The distinct culture of Friday Night Lights is high school football in Texas; for Gomorra, it’s organized crime of the Camorra in Naples. They might be described as “Naples-based Mafia,” but strictly speaking, Mafia are linked to Sicily and Camorra are linked to Naples.

I first learned about the Camorra from a BBC podcast around 2007, some time after the book was published and before the movie was released. I remember somebody—possibly the book’s author, Roberto Saviano—saying that the Camorra have billions of dollars in annual revenue and are more powerful than the Mafia. I got the impression that the Camorra could literally get away with murder in broad daylight.

On the other hand, somebody in the podcast also mentioned a Camorra boss who didn’t leave his house for three years until he was arrested.

The show

The easy comparison is The Sopranos meets The Wire. The former is about Mafia in New Jersey and the latter is about crime in Baltimore. Following people on both sides of the law, like The Wire, would be interesting. An in-depth study of criminology would be unique although it’s probably asking for too much.

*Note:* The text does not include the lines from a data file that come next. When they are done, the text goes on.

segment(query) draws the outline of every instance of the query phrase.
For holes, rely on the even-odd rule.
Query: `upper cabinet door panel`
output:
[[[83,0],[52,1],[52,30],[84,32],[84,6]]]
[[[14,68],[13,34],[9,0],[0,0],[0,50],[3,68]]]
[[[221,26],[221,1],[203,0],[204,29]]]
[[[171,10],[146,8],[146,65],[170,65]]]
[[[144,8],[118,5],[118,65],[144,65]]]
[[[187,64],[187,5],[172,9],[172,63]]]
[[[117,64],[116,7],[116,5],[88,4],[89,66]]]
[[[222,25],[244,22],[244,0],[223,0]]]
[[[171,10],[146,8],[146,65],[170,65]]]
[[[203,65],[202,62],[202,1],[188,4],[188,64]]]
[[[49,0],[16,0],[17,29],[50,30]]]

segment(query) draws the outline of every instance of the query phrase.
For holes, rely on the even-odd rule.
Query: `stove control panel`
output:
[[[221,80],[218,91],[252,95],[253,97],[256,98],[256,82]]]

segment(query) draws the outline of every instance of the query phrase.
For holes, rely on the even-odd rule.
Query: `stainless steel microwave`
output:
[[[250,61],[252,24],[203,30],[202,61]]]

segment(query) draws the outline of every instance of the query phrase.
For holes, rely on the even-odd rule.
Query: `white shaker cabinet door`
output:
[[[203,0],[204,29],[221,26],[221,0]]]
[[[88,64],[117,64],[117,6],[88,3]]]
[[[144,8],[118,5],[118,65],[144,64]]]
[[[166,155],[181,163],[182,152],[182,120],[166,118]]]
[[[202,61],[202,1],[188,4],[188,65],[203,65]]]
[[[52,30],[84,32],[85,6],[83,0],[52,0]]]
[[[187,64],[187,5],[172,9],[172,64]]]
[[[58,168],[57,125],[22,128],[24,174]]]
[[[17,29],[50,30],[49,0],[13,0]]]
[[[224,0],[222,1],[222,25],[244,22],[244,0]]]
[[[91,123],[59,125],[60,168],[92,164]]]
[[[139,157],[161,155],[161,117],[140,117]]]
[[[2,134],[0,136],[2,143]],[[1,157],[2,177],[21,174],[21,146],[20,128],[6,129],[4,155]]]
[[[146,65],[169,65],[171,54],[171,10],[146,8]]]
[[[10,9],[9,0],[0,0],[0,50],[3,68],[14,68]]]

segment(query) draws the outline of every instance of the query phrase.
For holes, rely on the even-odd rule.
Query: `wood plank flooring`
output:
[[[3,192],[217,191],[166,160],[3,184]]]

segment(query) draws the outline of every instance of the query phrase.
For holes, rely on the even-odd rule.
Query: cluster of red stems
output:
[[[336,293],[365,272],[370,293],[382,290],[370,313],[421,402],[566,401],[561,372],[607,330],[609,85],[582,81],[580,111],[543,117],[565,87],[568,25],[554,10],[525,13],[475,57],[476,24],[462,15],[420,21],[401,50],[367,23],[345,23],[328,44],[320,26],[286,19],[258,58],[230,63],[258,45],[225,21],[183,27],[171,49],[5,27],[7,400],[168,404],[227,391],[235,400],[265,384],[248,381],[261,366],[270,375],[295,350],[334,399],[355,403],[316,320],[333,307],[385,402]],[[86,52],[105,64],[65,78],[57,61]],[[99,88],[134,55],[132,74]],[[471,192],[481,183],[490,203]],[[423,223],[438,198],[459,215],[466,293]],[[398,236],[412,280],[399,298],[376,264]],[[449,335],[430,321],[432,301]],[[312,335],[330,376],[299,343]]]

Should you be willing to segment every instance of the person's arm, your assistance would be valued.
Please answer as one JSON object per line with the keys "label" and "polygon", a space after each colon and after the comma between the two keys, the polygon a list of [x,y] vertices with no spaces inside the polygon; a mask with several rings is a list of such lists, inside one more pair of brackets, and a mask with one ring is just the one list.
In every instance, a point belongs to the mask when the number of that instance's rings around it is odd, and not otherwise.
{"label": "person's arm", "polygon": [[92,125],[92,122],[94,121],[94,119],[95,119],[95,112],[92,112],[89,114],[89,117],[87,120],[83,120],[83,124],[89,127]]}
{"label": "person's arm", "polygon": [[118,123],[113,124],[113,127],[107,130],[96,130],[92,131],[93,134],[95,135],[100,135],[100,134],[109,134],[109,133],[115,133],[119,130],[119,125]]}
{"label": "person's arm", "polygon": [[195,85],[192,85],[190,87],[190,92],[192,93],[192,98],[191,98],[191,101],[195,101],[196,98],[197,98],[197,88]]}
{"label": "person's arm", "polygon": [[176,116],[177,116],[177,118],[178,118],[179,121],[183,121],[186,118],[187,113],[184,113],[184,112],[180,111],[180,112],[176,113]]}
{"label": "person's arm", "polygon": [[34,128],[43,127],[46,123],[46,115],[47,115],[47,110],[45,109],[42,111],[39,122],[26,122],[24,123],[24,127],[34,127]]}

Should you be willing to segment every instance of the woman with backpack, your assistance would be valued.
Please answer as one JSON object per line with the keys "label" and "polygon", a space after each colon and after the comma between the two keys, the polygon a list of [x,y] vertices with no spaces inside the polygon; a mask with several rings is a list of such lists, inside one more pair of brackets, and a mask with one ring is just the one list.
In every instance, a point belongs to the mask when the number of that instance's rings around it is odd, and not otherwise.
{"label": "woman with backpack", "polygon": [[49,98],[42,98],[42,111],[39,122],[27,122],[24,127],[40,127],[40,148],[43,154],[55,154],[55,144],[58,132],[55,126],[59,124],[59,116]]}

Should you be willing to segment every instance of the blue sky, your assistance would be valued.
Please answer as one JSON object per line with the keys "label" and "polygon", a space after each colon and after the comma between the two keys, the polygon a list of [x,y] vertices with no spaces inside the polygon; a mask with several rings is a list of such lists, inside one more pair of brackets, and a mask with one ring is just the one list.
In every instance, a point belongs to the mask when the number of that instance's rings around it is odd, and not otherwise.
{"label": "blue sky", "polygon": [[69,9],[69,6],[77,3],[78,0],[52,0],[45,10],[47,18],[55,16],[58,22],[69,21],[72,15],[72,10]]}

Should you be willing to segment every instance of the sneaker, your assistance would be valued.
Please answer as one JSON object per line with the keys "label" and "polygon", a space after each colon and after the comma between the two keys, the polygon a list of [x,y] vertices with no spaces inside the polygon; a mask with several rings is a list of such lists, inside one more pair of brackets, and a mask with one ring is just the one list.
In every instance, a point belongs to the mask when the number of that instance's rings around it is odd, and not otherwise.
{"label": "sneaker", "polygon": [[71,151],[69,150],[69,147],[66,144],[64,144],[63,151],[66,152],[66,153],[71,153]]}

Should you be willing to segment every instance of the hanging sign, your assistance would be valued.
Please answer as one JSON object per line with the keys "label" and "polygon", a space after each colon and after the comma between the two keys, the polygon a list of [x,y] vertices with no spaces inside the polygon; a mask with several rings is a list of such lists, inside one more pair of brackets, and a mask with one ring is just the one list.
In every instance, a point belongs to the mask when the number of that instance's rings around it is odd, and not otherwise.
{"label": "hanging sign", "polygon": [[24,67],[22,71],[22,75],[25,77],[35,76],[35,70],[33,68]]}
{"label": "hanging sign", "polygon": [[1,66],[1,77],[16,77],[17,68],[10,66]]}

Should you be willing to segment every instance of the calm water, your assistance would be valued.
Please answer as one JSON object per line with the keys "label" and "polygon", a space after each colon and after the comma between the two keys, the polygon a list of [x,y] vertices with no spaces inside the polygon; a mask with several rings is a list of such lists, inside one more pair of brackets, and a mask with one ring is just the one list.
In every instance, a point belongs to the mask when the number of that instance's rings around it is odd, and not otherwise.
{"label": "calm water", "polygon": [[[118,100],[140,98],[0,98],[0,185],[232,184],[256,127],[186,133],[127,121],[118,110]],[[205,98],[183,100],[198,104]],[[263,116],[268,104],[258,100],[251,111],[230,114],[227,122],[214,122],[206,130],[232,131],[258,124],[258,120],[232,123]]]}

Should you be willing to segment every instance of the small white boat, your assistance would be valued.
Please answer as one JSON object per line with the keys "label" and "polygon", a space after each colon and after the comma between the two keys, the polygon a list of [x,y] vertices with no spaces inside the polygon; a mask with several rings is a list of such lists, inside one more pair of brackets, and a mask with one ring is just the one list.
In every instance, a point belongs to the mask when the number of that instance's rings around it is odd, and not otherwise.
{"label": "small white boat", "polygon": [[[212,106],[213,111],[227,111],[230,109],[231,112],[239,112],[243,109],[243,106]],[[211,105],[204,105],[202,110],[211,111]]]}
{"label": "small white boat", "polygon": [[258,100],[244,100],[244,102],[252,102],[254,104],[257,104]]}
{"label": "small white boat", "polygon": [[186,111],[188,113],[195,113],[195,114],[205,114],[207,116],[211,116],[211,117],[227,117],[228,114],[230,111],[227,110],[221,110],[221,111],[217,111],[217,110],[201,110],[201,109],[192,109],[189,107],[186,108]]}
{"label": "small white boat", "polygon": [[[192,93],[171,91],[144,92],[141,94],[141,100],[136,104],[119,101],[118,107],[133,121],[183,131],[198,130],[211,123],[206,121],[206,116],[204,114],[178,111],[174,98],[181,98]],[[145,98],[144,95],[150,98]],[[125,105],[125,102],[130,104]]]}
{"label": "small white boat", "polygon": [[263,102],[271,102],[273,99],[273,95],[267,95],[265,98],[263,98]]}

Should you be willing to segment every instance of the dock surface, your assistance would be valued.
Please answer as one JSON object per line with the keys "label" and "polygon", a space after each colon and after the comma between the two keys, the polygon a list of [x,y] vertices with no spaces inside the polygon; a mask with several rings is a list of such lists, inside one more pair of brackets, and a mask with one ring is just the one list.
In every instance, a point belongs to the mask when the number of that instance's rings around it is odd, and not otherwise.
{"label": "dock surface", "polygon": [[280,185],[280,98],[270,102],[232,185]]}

I suspect that Gomorra will be more like The Sopranos and focus on the problems of being connected to the Camorra.

I’ve seen the first two episodes. The first and, so far, only season has presumably finished airing in Italy. The UK has aired about half of the 12 episodes. The show already has some real surprises, but it has some clichés too. Ironically, the show looks more cinematic than the movie, which has a documentary style, and isn’t as ruthless (yet). There have been killings, but they haven’t been as disturbing like the extended trailer for the movie.

Compared to the little that I’ve seen of the movie, Gomorra La Serie seems like a more stylish and less brutal adaptation of the book. Because it’s a show, I assume that it would be subject to more restrictions than a movie. I could be wrong, though.